La Conférence nationale des présidents d’URML (CNP, qui réunit 12 unions majoritairement présidées par la CSMF) a choisi de faire bande à part en créant son propre Institut statistique des professionnels de santé libéraux (ISPL). Objectif affiché : collecter dès 2009 des informations brutes, issues des feuilles de soins électroniques des cabinets libéraux et des bordereaux 615 des cliniques, avant qu’elles ne soient moulinées dans les agrégats du SNIIRAM (« le Quotidien » du 31 mars). L’ISPL a l’ambition de produire ainsi en toute indépendance des statistiques collectives anonymes « portant surl’activité des praticiens par spécialités, par types d’actes, par régions ou globalement ».
Cela a un coût : la CNP investit 200 000 euros sur deux ans pour doter l’ISPL d’un progiciel de traitement de données et l’adhésion à l’institut sera facturée 30 000 euros par an à chaque union (15 000 euros pour les unions de Corse et d’outre-mer). « Si les médecins veulent payer des cotisations supplémentaires, c’est leur droit en tant que libéraux », commente le président de l’IDS. Christian Babusiaux note cependant que l’Union nationale des médecins libéraux (UNML, structure concurrente de la CNP) fait « un pari différent » en préférant « bénéficier de la mutualisation des données » dans le cadre de l’IDS.

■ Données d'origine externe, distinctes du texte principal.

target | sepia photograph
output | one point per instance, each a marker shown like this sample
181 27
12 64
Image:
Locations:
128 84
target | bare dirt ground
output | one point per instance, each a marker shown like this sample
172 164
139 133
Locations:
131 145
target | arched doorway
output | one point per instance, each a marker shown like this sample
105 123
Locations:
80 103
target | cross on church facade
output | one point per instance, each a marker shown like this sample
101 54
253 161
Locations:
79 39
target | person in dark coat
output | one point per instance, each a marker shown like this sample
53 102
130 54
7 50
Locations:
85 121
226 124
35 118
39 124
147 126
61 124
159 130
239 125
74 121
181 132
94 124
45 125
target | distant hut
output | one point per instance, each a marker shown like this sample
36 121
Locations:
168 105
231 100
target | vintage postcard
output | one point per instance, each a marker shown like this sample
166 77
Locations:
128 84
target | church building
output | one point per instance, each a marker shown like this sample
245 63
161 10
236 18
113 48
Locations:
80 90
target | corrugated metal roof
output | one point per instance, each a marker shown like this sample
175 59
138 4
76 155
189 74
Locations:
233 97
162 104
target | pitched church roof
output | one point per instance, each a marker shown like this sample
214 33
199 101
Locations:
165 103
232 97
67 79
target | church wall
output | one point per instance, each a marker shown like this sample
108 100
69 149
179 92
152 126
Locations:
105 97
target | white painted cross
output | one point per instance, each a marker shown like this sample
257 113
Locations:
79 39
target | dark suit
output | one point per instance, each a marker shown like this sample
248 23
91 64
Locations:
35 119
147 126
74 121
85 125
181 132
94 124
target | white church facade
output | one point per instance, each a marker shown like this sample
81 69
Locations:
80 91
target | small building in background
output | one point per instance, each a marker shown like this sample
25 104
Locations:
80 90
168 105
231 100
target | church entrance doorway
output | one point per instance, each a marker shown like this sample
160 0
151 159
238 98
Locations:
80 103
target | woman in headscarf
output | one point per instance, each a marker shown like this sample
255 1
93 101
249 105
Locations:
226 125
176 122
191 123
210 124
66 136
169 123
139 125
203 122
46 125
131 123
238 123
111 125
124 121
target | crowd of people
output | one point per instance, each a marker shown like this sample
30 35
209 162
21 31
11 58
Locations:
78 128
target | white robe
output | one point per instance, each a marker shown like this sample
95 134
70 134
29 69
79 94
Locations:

Les 13 unions fédérées par l’UNML, qui revendique « la majorité des voix lors des élections professionnelles » de 2006, ont en effet « décidé de se rapprocher de l’IDS » (« le Quotidien » du 8 avril). Par ce choix, l’UNML entend « offrir à tous les médecins et au meilleur coût l’accès aux données dont ils ont besoin », ainsi que « le traitement de ces données ».
> A. B.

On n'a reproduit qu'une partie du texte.